The robustness of the home demand in spite of the poor state of consumer confidence is also noteworthy. The longest period of time since the early 1990s has seen a greater proportion of pessimism than optimism for 27 straight months, according to the Westpac-Melbourne Institute Consumer Sentiment index.


It's time to purchase an index home.Countrywide
In a similar vein, the Westpac-Melbourne Institute Time to Buy a Dwelling Index has demonstrated a 36-month trend of pessimism over optimism, suggesting that consumers do not think this is the best time to make a purchase. However, the house price expectations index for Westpac-Melbourne Institute is currently at a high not seen since mid-2021, when interest rates were still at all-time lows.
What's in store for the rest of 2024?
We are updating our estimates for price growth in 2024 in light of the trajectory of home price rise.

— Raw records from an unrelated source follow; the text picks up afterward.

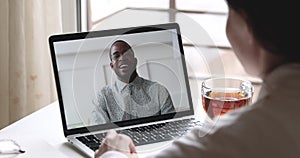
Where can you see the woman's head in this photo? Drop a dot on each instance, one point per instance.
(256, 25)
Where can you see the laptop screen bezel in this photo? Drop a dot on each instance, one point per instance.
(120, 31)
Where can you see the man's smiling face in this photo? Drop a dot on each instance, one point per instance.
(123, 61)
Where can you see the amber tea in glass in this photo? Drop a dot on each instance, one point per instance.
(220, 95)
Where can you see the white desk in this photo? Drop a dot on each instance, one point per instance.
(40, 134)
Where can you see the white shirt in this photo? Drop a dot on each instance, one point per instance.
(140, 98)
(270, 128)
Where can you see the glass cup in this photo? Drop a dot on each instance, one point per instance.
(220, 95)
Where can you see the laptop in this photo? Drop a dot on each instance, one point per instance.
(82, 67)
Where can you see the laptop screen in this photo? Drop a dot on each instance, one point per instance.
(122, 76)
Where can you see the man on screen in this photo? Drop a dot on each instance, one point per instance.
(131, 96)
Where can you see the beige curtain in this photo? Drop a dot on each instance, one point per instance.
(26, 81)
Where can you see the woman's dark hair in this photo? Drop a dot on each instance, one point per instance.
(117, 41)
(274, 24)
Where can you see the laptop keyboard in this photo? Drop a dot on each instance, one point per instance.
(146, 134)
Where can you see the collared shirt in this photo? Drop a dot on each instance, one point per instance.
(140, 98)
(268, 128)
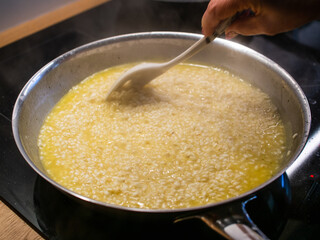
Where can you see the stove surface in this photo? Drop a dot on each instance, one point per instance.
(53, 214)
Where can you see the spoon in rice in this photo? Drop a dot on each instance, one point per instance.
(143, 73)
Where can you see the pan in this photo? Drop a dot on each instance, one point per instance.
(230, 217)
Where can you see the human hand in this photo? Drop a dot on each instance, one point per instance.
(259, 16)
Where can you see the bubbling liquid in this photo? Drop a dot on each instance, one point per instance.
(193, 136)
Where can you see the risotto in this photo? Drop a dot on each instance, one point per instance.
(193, 136)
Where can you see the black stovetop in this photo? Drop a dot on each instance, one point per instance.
(51, 213)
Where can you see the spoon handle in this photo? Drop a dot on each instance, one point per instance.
(200, 44)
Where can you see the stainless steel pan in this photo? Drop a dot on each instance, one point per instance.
(53, 81)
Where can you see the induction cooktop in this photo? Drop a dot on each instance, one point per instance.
(56, 216)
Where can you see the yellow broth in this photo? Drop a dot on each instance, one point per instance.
(193, 136)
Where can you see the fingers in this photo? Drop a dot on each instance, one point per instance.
(219, 10)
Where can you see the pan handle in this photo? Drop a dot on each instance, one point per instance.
(234, 224)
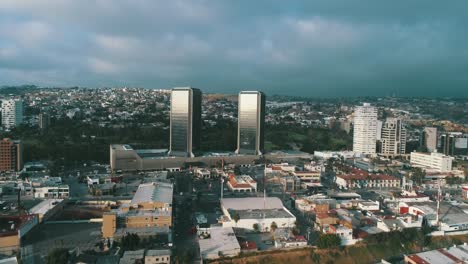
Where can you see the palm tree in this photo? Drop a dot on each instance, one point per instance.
(236, 218)
(273, 226)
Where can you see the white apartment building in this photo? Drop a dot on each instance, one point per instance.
(12, 113)
(393, 137)
(433, 160)
(430, 138)
(365, 129)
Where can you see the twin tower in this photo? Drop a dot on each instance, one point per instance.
(185, 122)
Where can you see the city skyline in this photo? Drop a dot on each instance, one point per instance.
(328, 52)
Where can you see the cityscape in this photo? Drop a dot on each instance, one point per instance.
(126, 162)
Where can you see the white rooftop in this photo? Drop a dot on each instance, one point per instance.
(153, 192)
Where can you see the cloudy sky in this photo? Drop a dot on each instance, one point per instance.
(313, 48)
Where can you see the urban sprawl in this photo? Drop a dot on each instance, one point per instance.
(128, 175)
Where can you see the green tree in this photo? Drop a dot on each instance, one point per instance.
(58, 256)
(236, 218)
(417, 175)
(328, 241)
(273, 226)
(256, 227)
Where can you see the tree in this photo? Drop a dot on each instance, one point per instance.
(273, 226)
(417, 175)
(130, 242)
(328, 241)
(256, 227)
(296, 229)
(236, 218)
(58, 256)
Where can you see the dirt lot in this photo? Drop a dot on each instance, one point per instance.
(78, 212)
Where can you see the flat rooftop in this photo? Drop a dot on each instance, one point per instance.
(455, 254)
(153, 192)
(259, 213)
(251, 203)
(158, 252)
(44, 206)
(222, 239)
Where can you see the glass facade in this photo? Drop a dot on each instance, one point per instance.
(251, 119)
(185, 121)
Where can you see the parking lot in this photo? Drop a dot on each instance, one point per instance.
(42, 239)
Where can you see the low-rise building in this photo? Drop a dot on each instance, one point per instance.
(202, 173)
(255, 211)
(290, 242)
(13, 228)
(221, 242)
(369, 205)
(345, 234)
(158, 256)
(367, 181)
(241, 183)
(132, 257)
(452, 255)
(433, 160)
(52, 192)
(149, 212)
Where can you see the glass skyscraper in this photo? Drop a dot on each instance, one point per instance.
(251, 121)
(185, 121)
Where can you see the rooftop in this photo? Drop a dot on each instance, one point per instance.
(456, 254)
(158, 252)
(153, 192)
(260, 213)
(251, 203)
(222, 239)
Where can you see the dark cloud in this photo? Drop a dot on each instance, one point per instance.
(313, 48)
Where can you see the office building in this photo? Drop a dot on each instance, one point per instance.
(185, 121)
(434, 161)
(429, 139)
(251, 123)
(44, 121)
(393, 138)
(365, 129)
(454, 143)
(12, 113)
(11, 155)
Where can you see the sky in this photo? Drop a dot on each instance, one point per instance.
(300, 48)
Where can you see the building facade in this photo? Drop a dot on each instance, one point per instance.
(430, 138)
(393, 138)
(11, 155)
(251, 123)
(185, 121)
(367, 181)
(12, 113)
(436, 161)
(365, 129)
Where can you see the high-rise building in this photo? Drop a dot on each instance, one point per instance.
(44, 120)
(185, 121)
(11, 155)
(251, 123)
(12, 113)
(454, 143)
(393, 137)
(429, 138)
(365, 129)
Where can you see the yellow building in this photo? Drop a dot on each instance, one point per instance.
(149, 212)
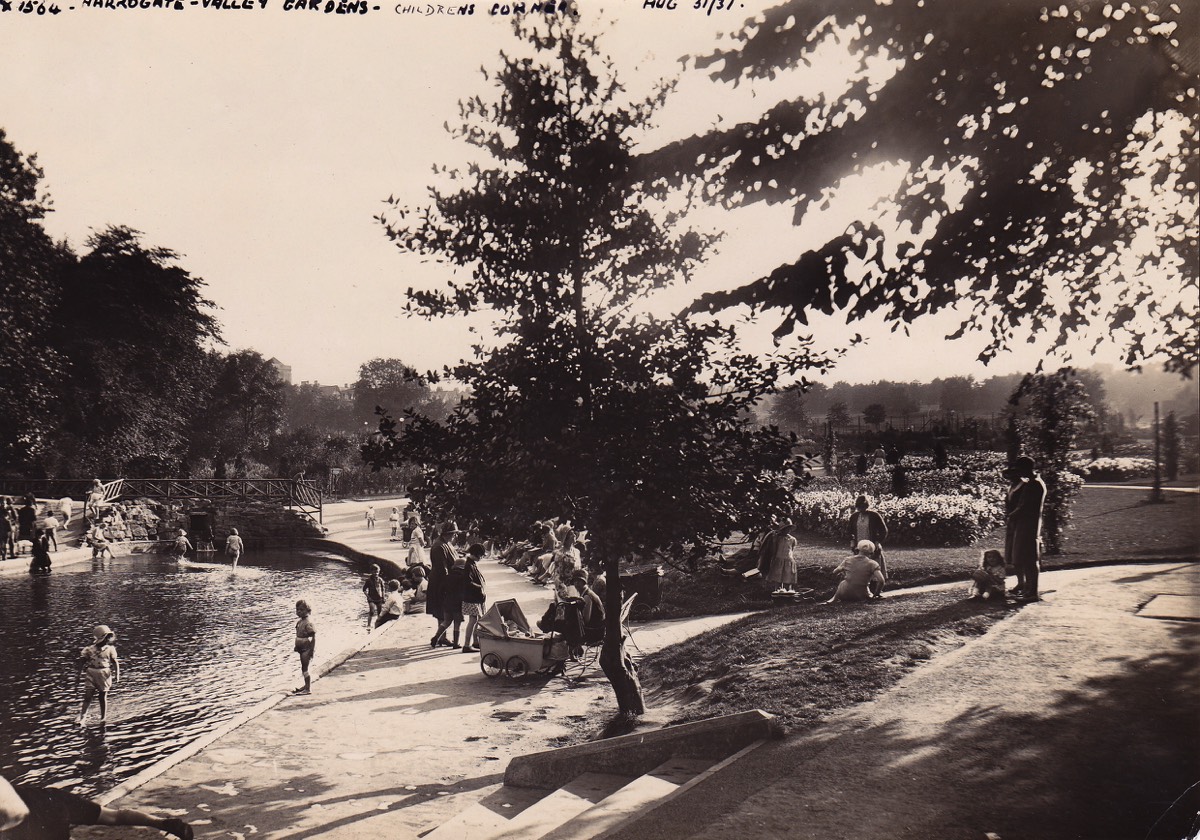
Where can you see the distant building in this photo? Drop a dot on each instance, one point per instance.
(343, 393)
(282, 371)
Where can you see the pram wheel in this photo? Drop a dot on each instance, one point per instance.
(516, 667)
(491, 665)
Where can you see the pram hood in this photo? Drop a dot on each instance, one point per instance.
(492, 623)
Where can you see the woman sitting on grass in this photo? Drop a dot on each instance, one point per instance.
(988, 580)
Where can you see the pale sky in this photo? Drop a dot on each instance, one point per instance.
(259, 144)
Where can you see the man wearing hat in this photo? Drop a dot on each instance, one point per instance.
(1023, 525)
(442, 557)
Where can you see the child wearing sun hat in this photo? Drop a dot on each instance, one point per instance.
(99, 661)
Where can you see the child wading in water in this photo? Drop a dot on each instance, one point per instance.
(103, 670)
(234, 546)
(306, 643)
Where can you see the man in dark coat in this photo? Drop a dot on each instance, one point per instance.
(1023, 526)
(442, 557)
(867, 525)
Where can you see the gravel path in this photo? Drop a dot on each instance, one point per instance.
(1074, 719)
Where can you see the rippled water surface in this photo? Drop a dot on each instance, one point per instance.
(198, 645)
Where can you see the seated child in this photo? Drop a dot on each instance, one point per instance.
(988, 580)
(862, 577)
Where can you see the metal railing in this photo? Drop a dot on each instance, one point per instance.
(301, 495)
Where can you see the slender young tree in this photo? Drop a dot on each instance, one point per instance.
(635, 427)
(1055, 411)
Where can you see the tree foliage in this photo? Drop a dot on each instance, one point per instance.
(875, 414)
(396, 388)
(132, 328)
(1049, 155)
(838, 414)
(30, 268)
(1051, 411)
(244, 402)
(635, 427)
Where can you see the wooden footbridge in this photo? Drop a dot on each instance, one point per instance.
(299, 495)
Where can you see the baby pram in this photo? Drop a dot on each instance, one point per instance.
(507, 645)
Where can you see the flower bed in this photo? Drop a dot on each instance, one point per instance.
(918, 520)
(951, 481)
(1116, 469)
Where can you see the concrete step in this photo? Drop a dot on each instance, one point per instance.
(559, 808)
(631, 799)
(473, 822)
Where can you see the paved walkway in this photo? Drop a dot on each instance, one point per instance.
(1077, 718)
(394, 741)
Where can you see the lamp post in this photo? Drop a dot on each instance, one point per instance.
(1156, 493)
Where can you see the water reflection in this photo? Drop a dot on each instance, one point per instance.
(198, 645)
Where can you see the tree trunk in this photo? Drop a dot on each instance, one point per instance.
(615, 660)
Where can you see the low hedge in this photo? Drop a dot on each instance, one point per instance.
(1116, 469)
(917, 520)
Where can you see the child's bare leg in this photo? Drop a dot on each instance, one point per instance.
(125, 816)
(305, 658)
(88, 693)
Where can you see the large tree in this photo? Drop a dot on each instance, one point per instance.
(1049, 160)
(133, 329)
(633, 426)
(243, 400)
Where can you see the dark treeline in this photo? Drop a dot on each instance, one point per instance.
(1120, 400)
(113, 365)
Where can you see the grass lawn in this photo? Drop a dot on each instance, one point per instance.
(804, 661)
(1107, 525)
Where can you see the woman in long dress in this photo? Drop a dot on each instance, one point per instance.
(417, 556)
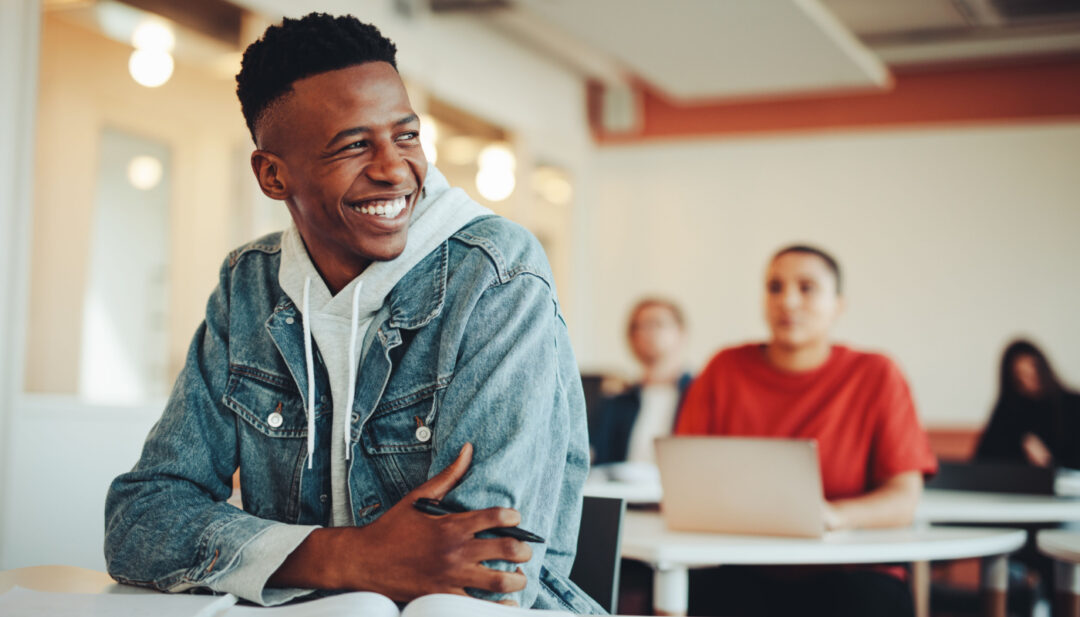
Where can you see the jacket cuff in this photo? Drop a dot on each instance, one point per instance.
(254, 562)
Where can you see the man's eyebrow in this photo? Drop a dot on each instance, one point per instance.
(359, 130)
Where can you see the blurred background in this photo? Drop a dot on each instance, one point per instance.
(667, 148)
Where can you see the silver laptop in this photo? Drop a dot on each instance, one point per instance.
(741, 485)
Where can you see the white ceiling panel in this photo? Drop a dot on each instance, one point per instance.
(715, 49)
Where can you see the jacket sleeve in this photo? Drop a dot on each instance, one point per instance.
(516, 397)
(167, 524)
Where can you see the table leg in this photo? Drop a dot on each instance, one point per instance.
(671, 590)
(995, 582)
(920, 588)
(1067, 584)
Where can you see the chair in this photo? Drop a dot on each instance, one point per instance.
(596, 567)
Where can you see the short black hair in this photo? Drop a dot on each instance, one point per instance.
(301, 48)
(834, 266)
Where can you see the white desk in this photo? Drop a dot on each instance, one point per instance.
(993, 508)
(65, 578)
(673, 553)
(632, 492)
(1064, 547)
(973, 507)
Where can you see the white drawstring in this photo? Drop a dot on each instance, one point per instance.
(311, 371)
(352, 369)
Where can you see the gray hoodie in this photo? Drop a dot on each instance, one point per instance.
(338, 324)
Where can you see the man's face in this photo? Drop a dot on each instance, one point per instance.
(655, 334)
(353, 166)
(800, 299)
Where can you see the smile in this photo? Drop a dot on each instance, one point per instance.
(383, 208)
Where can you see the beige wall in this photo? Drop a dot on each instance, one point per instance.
(85, 86)
(953, 240)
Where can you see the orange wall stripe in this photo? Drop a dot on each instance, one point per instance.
(1043, 90)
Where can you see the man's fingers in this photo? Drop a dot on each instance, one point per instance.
(481, 520)
(499, 581)
(504, 549)
(442, 482)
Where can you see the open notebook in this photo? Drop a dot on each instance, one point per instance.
(21, 602)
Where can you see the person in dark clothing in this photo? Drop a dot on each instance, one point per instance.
(630, 420)
(1036, 419)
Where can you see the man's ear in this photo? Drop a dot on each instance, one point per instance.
(271, 174)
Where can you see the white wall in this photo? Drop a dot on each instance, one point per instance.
(18, 61)
(953, 240)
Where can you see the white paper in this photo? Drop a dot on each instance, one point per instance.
(22, 602)
(446, 605)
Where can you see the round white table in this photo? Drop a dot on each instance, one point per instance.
(1064, 547)
(940, 506)
(634, 493)
(672, 554)
(66, 578)
(975, 507)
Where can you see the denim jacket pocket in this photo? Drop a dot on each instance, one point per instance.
(268, 403)
(399, 439)
(403, 426)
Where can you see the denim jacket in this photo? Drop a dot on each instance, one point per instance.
(470, 344)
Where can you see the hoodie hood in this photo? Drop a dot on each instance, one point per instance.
(337, 323)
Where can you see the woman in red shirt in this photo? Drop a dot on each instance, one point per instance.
(873, 451)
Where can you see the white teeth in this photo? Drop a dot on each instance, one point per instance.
(385, 209)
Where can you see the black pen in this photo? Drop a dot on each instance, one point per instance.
(435, 507)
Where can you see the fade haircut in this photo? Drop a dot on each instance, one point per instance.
(807, 250)
(301, 48)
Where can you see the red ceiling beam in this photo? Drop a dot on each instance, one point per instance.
(1047, 89)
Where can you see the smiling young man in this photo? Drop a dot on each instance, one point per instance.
(397, 341)
(856, 405)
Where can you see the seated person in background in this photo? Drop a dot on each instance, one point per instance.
(1036, 419)
(630, 421)
(856, 405)
(396, 341)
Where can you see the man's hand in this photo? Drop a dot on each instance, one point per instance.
(1037, 452)
(406, 553)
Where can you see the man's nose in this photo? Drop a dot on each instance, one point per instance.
(792, 297)
(388, 166)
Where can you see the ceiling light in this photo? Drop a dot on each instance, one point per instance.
(150, 68)
(145, 172)
(495, 185)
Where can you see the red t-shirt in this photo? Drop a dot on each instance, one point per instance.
(856, 405)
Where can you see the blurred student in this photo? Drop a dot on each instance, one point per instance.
(855, 404)
(631, 420)
(1036, 419)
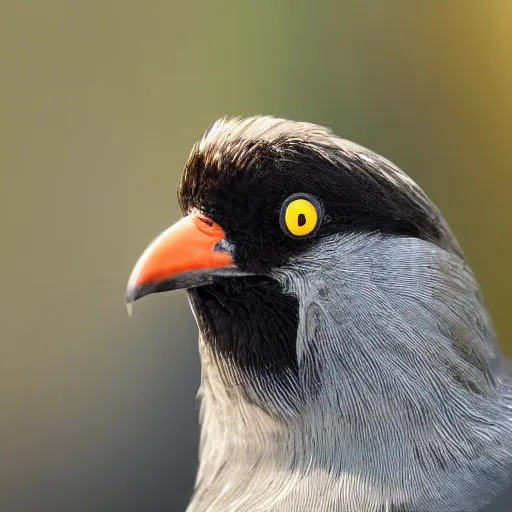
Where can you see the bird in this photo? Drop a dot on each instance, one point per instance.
(348, 360)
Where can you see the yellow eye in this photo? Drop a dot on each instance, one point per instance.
(301, 215)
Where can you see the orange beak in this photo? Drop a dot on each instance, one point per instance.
(186, 255)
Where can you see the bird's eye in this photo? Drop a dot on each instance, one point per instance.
(301, 215)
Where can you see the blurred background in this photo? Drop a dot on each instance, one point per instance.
(100, 104)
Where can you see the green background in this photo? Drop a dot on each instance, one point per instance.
(100, 104)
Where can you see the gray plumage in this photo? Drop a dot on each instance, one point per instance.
(401, 399)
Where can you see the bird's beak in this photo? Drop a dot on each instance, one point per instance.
(193, 252)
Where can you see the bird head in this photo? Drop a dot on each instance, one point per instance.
(281, 217)
(343, 339)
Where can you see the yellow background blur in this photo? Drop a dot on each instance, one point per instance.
(100, 104)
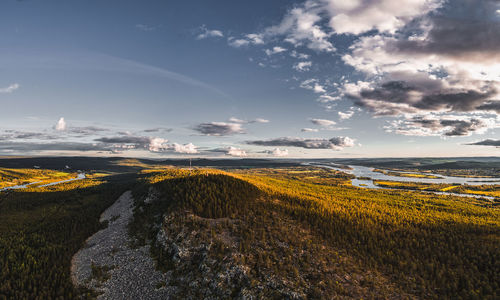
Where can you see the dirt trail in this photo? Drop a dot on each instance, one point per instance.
(131, 271)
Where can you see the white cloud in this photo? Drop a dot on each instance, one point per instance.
(186, 148)
(309, 130)
(303, 66)
(208, 33)
(10, 88)
(335, 143)
(298, 55)
(236, 120)
(233, 151)
(280, 153)
(60, 125)
(300, 27)
(249, 39)
(145, 27)
(323, 122)
(356, 17)
(313, 85)
(157, 144)
(274, 50)
(345, 115)
(237, 43)
(240, 121)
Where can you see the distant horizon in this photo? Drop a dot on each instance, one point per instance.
(301, 78)
(245, 158)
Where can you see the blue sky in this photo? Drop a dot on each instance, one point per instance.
(315, 78)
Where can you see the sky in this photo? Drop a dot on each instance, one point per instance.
(267, 79)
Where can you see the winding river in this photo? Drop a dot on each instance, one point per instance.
(23, 186)
(360, 171)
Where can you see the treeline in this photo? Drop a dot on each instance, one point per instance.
(41, 229)
(434, 246)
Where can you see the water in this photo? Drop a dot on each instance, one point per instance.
(360, 171)
(23, 186)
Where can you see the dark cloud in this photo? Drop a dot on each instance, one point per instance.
(55, 146)
(448, 127)
(158, 129)
(490, 106)
(138, 140)
(87, 130)
(219, 128)
(464, 30)
(413, 97)
(487, 142)
(333, 143)
(17, 135)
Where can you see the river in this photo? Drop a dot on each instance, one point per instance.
(360, 171)
(23, 186)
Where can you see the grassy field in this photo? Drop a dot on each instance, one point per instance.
(12, 177)
(409, 175)
(484, 190)
(41, 229)
(302, 229)
(429, 246)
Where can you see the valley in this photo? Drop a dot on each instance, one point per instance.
(287, 230)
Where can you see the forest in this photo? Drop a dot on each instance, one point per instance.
(431, 246)
(302, 230)
(42, 228)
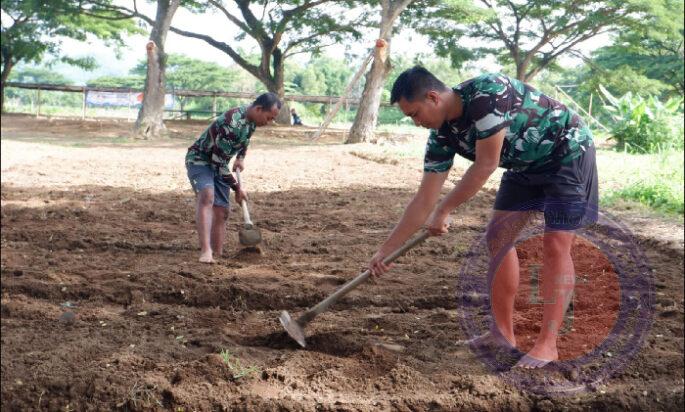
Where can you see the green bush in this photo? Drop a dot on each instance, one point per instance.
(655, 180)
(645, 125)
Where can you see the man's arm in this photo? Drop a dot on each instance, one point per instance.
(487, 160)
(414, 216)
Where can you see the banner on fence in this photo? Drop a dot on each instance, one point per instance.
(117, 99)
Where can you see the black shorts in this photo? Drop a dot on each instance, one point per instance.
(568, 197)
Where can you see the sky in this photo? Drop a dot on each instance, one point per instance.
(216, 25)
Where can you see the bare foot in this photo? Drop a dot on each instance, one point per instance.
(206, 257)
(539, 356)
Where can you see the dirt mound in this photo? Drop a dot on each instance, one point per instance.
(104, 307)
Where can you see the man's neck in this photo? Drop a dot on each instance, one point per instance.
(249, 111)
(455, 106)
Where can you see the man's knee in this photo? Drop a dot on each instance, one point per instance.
(205, 198)
(558, 244)
(221, 213)
(498, 239)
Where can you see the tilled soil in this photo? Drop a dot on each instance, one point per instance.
(104, 307)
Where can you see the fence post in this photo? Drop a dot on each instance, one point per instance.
(128, 114)
(589, 109)
(38, 104)
(83, 105)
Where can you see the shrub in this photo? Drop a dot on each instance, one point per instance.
(645, 125)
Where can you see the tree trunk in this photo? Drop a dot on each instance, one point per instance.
(367, 112)
(6, 69)
(279, 83)
(150, 122)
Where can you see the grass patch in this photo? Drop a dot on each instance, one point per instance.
(654, 180)
(238, 371)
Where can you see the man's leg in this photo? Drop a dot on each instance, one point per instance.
(503, 230)
(219, 229)
(558, 280)
(203, 217)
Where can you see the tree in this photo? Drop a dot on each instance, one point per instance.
(281, 29)
(183, 72)
(367, 114)
(32, 29)
(530, 35)
(150, 121)
(653, 50)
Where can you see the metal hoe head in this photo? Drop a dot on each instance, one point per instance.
(250, 236)
(293, 328)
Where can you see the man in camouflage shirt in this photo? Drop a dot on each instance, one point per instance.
(207, 165)
(548, 152)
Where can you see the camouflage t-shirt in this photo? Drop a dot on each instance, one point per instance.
(228, 136)
(541, 133)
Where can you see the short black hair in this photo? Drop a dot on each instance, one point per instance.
(267, 101)
(413, 83)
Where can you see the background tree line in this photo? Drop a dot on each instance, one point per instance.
(528, 39)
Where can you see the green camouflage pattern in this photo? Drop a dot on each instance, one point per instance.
(541, 133)
(228, 136)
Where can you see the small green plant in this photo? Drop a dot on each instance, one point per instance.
(235, 366)
(645, 125)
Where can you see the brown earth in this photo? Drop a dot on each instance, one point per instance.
(104, 307)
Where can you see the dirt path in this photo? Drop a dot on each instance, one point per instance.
(102, 228)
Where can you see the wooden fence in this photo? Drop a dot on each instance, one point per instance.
(329, 100)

As of right now, we anticipate that prices will rise by 2% to 5% in the current year.

Due in large part to the strong price growth momentum in these markets, the low number of stock available for sale, and the boost from income tax outs starting In the middle of this year, we have increased our projection for price changes in Darwin, Brisbane, Adelaide, Perth, Canberra, and Darwin this year.
Sydney and Melbourne’s price growth projections are essentially unchanged, although we think they are more likely to be on the higher end of our forecasts.
If these price rises materialize, they will do so at a slower rate than what was observed in 2023, but with higher increases in sore major oles.
Forecasting price growth in the housing market for the next 12 months presents challenges. Despite interest rates at a 12-year high and increased stock for sale, prices are rising faster than expected. Recent months have shown a slowdown in price growth alongside higher inflation, delaying anticipated interest rate cuts from September to mid to late 2025. The role of rate cut expectations in boosting buyer confidence suggests that postponing cuts could dampen activity and prompt sales due to financial strain Conversely, Stage 3 tax cuts from mid-2024 are expected to boost disposable incomes and borrowing capacities, potentially equating to two 25-basis point rate cuts and inflating housing prices further. Heading into early 2025, closer anticipated interest rate cuts might stimulate buyer demand and price hikes. Despite a weaker labor market and subdued new dwelling starts. This scenario is key to maintaining tight rental markets, driving more renters towards homeownership, particularly with impending rate cuts.

Conclusion
By the conclusion of the 2024-25 fiscal year, we anticipate slightly stronger price increase than we anticipate at the end of the current calendar year, with a shit in the growth profile. While price growth in certain capital cities is predicted to decelerate, i is anticipated to pick up in Sydney and Melboume, two of the largest marketplaces
Unexpected events, such as dramatic shifts in the number of properties available for purchase or moditications to the supply of new housing, which we anticipate to stay modest, could have an influence on these projections.
These could also be impacted by govemment intervention in the market, such as significant increases in house buyer assistance or modifications to the tan classification of investment homes, as we’ve seen in some states.